One area of Gov 2.0 I really think hasn't been thoroughly considered or adopted by many governments, including in Australia, is the process of having citizens help in the creation, exploration and analysis of data.

Is it due to a lack of time, money, imagination or courage?

I don't know, but I would dearly love to see more government agencies consider how they could engage citizens in crowdsourcing initiatives that could help society.

Let me give a few examples of what I mean.

Galaxy Zoo is a collaborative effort from a range of universities and astronomers to classify galaxies in our universe. The site launched in 2007 with a paltry one million galaxies visualised.

The site worked by allowing people to register to classify galaxies (as either spiral or elliptical), with multiple classifications used to verify that each classification was correct.

The team behind the site thought it might take two years to classify all million galaxies, however within 24 hours of launch, the site was receiving 70,000 classifications an hour.

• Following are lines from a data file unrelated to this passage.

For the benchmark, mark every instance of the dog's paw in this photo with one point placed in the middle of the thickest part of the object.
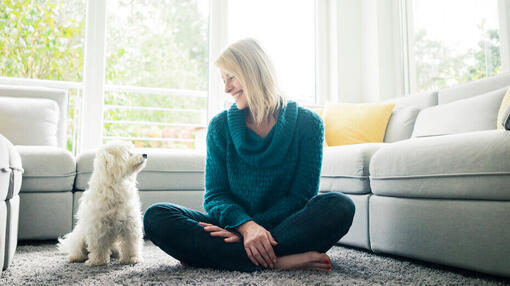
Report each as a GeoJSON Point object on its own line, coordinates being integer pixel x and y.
{"type": "Point", "coordinates": [77, 258]}
{"type": "Point", "coordinates": [91, 262]}
{"type": "Point", "coordinates": [131, 260]}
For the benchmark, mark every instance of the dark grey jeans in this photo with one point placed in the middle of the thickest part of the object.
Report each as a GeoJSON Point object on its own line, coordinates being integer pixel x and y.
{"type": "Point", "coordinates": [316, 227]}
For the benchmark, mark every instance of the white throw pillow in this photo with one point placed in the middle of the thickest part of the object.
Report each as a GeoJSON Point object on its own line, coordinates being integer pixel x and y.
{"type": "Point", "coordinates": [401, 124]}
{"type": "Point", "coordinates": [466, 115]}
{"type": "Point", "coordinates": [29, 121]}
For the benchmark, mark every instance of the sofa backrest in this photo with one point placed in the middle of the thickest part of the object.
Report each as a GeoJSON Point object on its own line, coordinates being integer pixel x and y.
{"type": "Point", "coordinates": [401, 123]}
{"type": "Point", "coordinates": [473, 88]}
{"type": "Point", "coordinates": [51, 100]}
{"type": "Point", "coordinates": [468, 107]}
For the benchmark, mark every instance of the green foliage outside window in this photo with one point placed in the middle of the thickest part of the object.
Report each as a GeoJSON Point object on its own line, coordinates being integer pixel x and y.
{"type": "Point", "coordinates": [437, 64]}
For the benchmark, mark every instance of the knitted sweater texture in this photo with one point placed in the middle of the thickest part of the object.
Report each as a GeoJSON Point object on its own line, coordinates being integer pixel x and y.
{"type": "Point", "coordinates": [262, 179]}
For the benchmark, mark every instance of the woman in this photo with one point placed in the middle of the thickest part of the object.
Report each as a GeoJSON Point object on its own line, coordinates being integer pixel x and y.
{"type": "Point", "coordinates": [261, 180]}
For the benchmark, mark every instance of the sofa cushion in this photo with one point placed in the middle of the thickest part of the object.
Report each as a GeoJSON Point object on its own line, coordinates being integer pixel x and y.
{"type": "Point", "coordinates": [5, 171]}
{"type": "Point", "coordinates": [345, 168]}
{"type": "Point", "coordinates": [401, 124]}
{"type": "Point", "coordinates": [472, 165]}
{"type": "Point", "coordinates": [472, 114]}
{"type": "Point", "coordinates": [505, 118]}
{"type": "Point", "coordinates": [473, 88]}
{"type": "Point", "coordinates": [39, 121]}
{"type": "Point", "coordinates": [166, 170]}
{"type": "Point", "coordinates": [421, 100]}
{"type": "Point", "coordinates": [47, 169]}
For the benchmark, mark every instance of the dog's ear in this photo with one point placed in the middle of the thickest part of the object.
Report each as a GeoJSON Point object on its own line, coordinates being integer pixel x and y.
{"type": "Point", "coordinates": [107, 160]}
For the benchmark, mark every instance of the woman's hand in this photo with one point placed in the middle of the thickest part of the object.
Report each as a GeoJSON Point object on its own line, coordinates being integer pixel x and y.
{"type": "Point", "coordinates": [258, 243]}
{"type": "Point", "coordinates": [217, 231]}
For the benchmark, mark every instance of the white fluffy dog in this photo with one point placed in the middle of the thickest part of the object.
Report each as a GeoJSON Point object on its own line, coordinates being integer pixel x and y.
{"type": "Point", "coordinates": [109, 219]}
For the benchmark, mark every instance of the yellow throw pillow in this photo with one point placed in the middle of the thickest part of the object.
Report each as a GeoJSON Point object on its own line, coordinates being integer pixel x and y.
{"type": "Point", "coordinates": [347, 123]}
{"type": "Point", "coordinates": [504, 104]}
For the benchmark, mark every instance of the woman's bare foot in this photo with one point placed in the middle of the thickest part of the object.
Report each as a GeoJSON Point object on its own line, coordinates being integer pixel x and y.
{"type": "Point", "coordinates": [310, 260]}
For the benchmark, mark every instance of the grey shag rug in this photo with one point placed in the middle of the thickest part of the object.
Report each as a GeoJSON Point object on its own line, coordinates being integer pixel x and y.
{"type": "Point", "coordinates": [39, 263]}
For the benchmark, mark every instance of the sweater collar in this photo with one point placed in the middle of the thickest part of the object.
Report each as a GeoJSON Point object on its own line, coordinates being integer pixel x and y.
{"type": "Point", "coordinates": [268, 151]}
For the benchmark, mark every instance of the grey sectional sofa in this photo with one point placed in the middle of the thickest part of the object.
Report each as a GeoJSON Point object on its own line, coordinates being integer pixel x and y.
{"type": "Point", "coordinates": [435, 190]}
{"type": "Point", "coordinates": [10, 183]}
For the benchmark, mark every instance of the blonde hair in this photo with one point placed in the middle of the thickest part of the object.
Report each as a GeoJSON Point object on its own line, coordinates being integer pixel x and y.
{"type": "Point", "coordinates": [250, 64]}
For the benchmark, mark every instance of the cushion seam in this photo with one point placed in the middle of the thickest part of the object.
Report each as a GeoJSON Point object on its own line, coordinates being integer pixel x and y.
{"type": "Point", "coordinates": [439, 175]}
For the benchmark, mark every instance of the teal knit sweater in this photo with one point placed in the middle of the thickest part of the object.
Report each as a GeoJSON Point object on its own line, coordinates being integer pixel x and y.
{"type": "Point", "coordinates": [262, 179]}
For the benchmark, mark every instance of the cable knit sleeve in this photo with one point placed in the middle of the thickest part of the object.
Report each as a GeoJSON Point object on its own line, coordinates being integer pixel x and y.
{"type": "Point", "coordinates": [307, 174]}
{"type": "Point", "coordinates": [218, 201]}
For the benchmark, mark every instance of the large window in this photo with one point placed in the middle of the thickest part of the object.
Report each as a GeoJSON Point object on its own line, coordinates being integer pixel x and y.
{"type": "Point", "coordinates": [156, 72]}
{"type": "Point", "coordinates": [452, 42]}
{"type": "Point", "coordinates": [156, 90]}
{"type": "Point", "coordinates": [286, 29]}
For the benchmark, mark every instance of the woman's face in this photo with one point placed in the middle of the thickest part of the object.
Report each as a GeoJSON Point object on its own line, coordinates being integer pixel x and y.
{"type": "Point", "coordinates": [234, 88]}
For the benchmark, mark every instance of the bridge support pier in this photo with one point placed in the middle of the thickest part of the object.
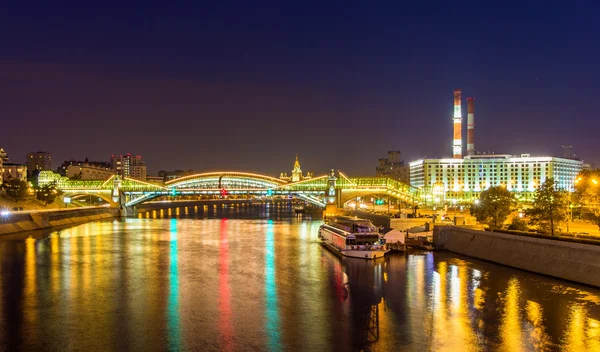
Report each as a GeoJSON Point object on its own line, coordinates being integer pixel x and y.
{"type": "Point", "coordinates": [129, 212]}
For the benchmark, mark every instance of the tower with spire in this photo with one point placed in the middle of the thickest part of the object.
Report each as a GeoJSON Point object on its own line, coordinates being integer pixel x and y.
{"type": "Point", "coordinates": [296, 172]}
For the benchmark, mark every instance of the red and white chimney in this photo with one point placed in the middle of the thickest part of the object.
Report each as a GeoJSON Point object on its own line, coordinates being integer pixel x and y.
{"type": "Point", "coordinates": [470, 126]}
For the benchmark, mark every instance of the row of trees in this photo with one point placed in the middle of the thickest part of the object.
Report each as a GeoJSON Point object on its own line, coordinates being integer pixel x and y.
{"type": "Point", "coordinates": [18, 190]}
{"type": "Point", "coordinates": [587, 194]}
{"type": "Point", "coordinates": [550, 207]}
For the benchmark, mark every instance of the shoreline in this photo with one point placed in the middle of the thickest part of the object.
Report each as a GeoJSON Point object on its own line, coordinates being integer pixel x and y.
{"type": "Point", "coordinates": [567, 260]}
{"type": "Point", "coordinates": [16, 222]}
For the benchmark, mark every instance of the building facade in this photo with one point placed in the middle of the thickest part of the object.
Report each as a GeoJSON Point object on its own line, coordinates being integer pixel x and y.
{"type": "Point", "coordinates": [62, 169]}
{"type": "Point", "coordinates": [296, 173]}
{"type": "Point", "coordinates": [461, 180]}
{"type": "Point", "coordinates": [88, 172]}
{"type": "Point", "coordinates": [12, 171]}
{"type": "Point", "coordinates": [173, 174]}
{"type": "Point", "coordinates": [128, 165]}
{"type": "Point", "coordinates": [393, 166]}
{"type": "Point", "coordinates": [41, 161]}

In total more than 50 million classifications were received by the project during its first year, from almost 150,000 people.

This effort was so successful that the team took a selection of 250,000 galaxies and asked people to analyse them for more detailed information, calling this Galaxy Zoo 2. Over 14 months users helped the team make over 60,000,000 classifications.

This work has led into a number of lines of research and supported scientists in understanding more about how our universe works.

Planet Hunter takes a more focused approach, looking for planets around other stars. A collaboration between the group behind Galaxy Zoo and Yale University, it works on a similar basis whereby users register to look for signs of planets based on data from radio telescopes.

Users mark likely targets and, over time, when sufficient users have marked a star as a likely target, the professional astronomers analyse that star in depth.

The site is an experiment, and there's no indication of how many planets have been found using the process, however as the human eye is particularly good at detecting patterns or aberrations, while computers can struggle, it has a good shot at success. The classifications by humans may also help in improving the computer algorithms and therefore make computers better at detecting patterns in data which may indicate planets, or could be used for detecting patterns in all kinds of other data as well.

eBird is an initiative from the Cornell Lab of Ornithology and National Audubon Society launched in 2002. What it does is aggregate bird sightings by location from professionals and amateurs to better match the range, migration patterns and changing distribution of bird species.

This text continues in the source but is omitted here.